Addams Family - John Astin
Addams Family - John Astin
Born on March 30, 1930 in Baltimore, Maryland and raised in Washington, D.C., John Astin was originally interested in becoming a mathematician. But while he was majoring in math at Washington and Jefferson College, John developed an interest in drama when he appeared in the school play. Although he continued his studies at Johns Hopkins University, another appearance in a school play made him decide to give up math for a life in the theater. While earning a graduate degree in drama at the University of Minnesota, John appeared in dozens of plays, both in school and in community theater.

In the mid-1950s he arrived in New York, and struggled to get acting jobs.

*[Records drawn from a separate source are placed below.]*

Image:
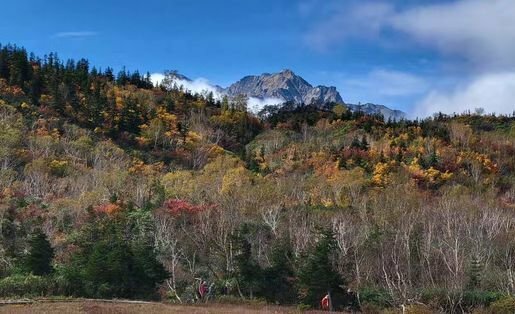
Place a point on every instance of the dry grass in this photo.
(96, 307)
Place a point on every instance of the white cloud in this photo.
(157, 78)
(389, 83)
(347, 22)
(256, 104)
(203, 86)
(80, 34)
(493, 92)
(481, 31)
(197, 86)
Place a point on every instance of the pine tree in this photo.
(317, 277)
(41, 253)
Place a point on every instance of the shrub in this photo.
(375, 298)
(505, 305)
(27, 286)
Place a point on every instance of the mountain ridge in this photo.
(286, 86)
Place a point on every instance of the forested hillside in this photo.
(111, 187)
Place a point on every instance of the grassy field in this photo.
(95, 307)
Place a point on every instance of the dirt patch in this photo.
(96, 307)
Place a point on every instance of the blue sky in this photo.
(418, 56)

He finally had to settle as a theater sweeper for an Off-Broadway production of The Threepenny Opera, which led to a role in the play and to the introduction to his first wife, an actress named Suzanne Hahn. The need to earn extra bucks led John to doing cartoon voices for TV commercials. Then his friend and colleague Tony Randall encouraged him to move to Hollywood, promising that his agent would help him get work. John soon landed roles in such motion pictures as West Side Story and That Touch of Mink, appearing on classic TV series such as The Twilight Zone and Dennis the Menace.

But his first starring role in Tinseltown was on the short-lived TV series I'm Dickens...He's Fenster, in which he played Harry Dickens, a hapless construction worker opposite Marty Ingels' Fenster. This led directly to his most-remembered part, Gomez Addams on "The Addams Family." (Oddly, the producers of that show originally wanted him to play the role of Lurch, the butler.)

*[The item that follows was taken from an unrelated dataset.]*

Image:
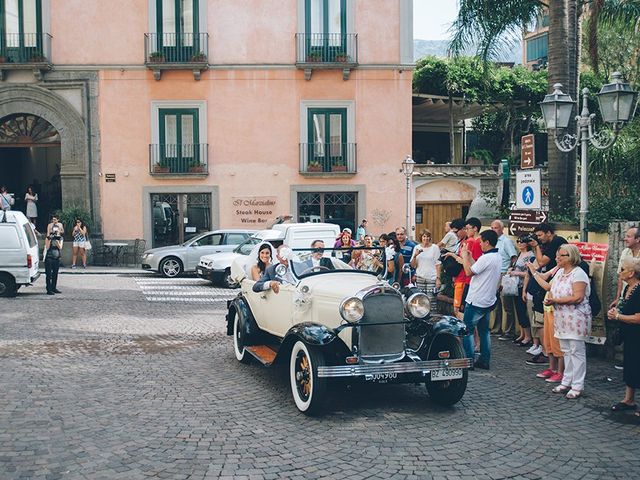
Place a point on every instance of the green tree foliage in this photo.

After the series ended in 1966, John continued to appear in motion pictures, most notably as twin brothers in the vastly underrated psychedelic satire Candy. Television also provided the actor with plenty of work, offering him guest appearances in such series as The Flying Nun, Gunsmoke, The Doris Day Show, Love American Style, The Partridge Family, The Odd Couple, and Batman, where he succeeded Frank Gorshin in the role of The Riddler.

John became a TV director as well, for episodes of Night Gallery, CHiPs and Holmes and Yoyo. He was also a regular on three post-Addams sitcoms: The Pruitts of Southampton (1967), Operation Petticoat (1977) and Mary (1985), Mary Tyler Moore's short-lived series about a tabloid newspaper.

While his second marriage, to OSCAR® winner Patty Duke ended in divorce, with the birth of their two children, the couple ensured that the Astin Dynasty would continue with the successes of Sean Astin and his brother MacKenzie Astin.